Single and double precision for the accuracy of statistics

Dear all,

There is a paper studied the use of single and double precision arithmetic for simulation accuracy. The results in this paper suggest that single precision arithmetic is sufficient.

However, most comparisons are based on low-order statistics, such as velocity. I wonder whether the precision has a significant impact on the accuracy of high-order statistics (the Reynolds stress, for example). Is there any related work?

The reason I put forward this question is that statistical errors may still exist in high-order statistics, even though low-order statistics agree well with high-fidelity results. See this paper, please.

Best regards.

As with so many things in CFD, the answer is that it depends.

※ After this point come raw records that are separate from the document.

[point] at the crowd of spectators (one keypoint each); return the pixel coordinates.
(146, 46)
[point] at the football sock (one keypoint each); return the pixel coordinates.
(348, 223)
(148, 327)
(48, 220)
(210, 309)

With single precision you have an epsilon of 2^{-24}, and for double precision you have 2^{-53}. What this means is that as you accumulate, with double precision, the number of accumulations that can be made before a fixed error occurs is significantly higher.

To calculate the reynolds stresses, or the energy bugdet in general you end up needing terms like avg-uu = u*u and avg-uuu = u*u*u. When calculating u^2 the relative error is 2\epsilon, and so not only is the absolute error amplifified by the u^2 but it also is twice as big. What this aims to show is that when you then accumulate u^2, your error can quickly become of the order of u when working at single precision. But this will really depend on how long you need to average.

This reference is worth reading on the effect on turbulence: https://doi.org/10.1016/j.cpc.2007.05.019

And this is a more general study on precision: https://doi.org/10.1109/MCSE.2005.52

2 Likes

Thank you for your reply. Need some time to fully understand it.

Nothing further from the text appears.